When I was a very young and very skint mum, libraries were a haven. A free (and warm) source of entertainment for my tiny kids.

Libraries are not just about books, especially in adulthood. Especially when you’re vulnerable or even just a bit lost. For a long time, for me, the library was the only way to get online. I can’t even imagine – in this time of paperless Universal Credit applications – how some people would fare without this.

I haven’t needed the library so much in recent years, but when we went to register our youngest child’s birth in January, the registrar was based in the library and it made my heart soar to see how well used it was. The buggies stacked outside the kids’ library section, the older people talking about books and a few quiet browsers of all ages in between.

I live in a new city now, in a new country. At times, I feel lonely and cut off. I’m still a bit confused about the rules and my place in this new life. My youngest son starts at nursery in a few days and I’ll finally have proper chunks of writing time back. I was out walking with the rabble the other day when I stumbled on something that instantly made me feel calmer, and more at home: the library.

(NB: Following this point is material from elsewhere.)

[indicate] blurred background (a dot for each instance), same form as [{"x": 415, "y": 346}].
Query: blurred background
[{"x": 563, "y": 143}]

Admittedly it was called Bibliotheek, but it was as familiar as any library back home. Books to the ceiling, people quietly working at desks and computers, that smell that you can’t quite describe but is instantly recognisable. I immediately knew where I would head to spend my writing time, alone but surrounded by people. Just like I’ve always needed, just like libraries have always given me.

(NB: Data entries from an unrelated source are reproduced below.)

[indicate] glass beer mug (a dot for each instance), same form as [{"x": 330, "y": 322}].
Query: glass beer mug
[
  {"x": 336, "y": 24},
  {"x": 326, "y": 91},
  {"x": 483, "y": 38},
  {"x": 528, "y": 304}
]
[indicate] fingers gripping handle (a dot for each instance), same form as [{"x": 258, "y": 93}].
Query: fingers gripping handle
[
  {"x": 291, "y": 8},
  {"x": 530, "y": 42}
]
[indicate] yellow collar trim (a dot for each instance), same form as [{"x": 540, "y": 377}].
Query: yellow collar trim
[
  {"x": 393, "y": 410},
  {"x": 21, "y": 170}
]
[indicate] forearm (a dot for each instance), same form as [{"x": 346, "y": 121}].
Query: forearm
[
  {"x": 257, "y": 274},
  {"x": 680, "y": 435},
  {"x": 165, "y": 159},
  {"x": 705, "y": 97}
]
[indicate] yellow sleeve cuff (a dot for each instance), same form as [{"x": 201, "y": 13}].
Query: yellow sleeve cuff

Libraries are so much more than books. They are still relevant, they are still vital. They will help the next generation of readers and writers to find their feet, the next generation of young and skint parents to give their kids a love of reading that costs nothing, the next generation of job seekers a route to apply for employment if they don’t have online access of their own.

To lose any libraries is to lose a part of ourselves, our history and our future. I’m so glad that authors like SJ Watson are standing up for libraries, and I hope everyone that ever lost themselves in a good book, and found themselves in a great library, will stand up too.